# Awesome Pro Shoot of Wills 'Series 3' 33 GTR before she sold...



## Wills_GunR33 (May 16, 2009)

Afternoon guys,

Just before Ricky, K4hn4ge, picked up my 33, i thought i would surprise him and also treat myself to a little pro photoshoot of the old girl. 

The chap who did it is a local friend of a friend who had a lot of fun with exposures etc... really pleased with the shots and they remind me what an awesome car it is. Sooo many people stopped to have a chat about the car during the shoot, just astonishing how much attention these beasts get. :smokin:

Anyway hope you enjoy them, apologies its a link to the gallery rather than uploaded straight to the page, however i hope you agree its worth it 

Skyline

I already hear Ricky is having alot of fun with the car which is great news. Certainly had alot of fun doing these pics, it was a dream come true to have a car worthy, well i think so, of a photoshoot. :chuckle:

Thanks

Wills


----------



## asiasi (Dec 22, 2007)

I looked at it when it was for sale,very cool car,no wonder it sold pretty quick.
Just make sure the new owner looks after her :chuckle:


----------



## David-R (Feb 25, 2010)

Cracking pics Wills- bet you miss her now!


----------



## WillRobDon (Jul 29, 2006)

Lovely mate, where were they taken?


----------



## nelly010 (Oct 30, 2008)

unreal


----------



## Wills_GunR33 (May 16, 2009)

willrobdon said:


> Lovely mate, where were they taken?



The outside shots were taken outside the pump rooms in Bath and the car park ones in the new Southgate multi story car park, again bath.

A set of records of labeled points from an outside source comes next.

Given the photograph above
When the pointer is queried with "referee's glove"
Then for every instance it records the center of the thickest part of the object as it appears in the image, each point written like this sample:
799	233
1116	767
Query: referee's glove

Being brand spanking new, that multi story is an awesome place to picture a car. Really clean location. :smokin:


----------



## Wills_GunR33 (May 16, 2009)

David-R said:


> Cracking pics Wills- bet you miss her now!



Cheers buddy, yeah missing her just a bit. Hows the 34 treating you? still got your awesome 32 as well? :bowdown1:


----------



## fourtoes (Feb 27, 2003)

Looks great Will, bet those pics make it harder to have parted with such a cracking car?
How's the saving for the new toy going?

bob


----------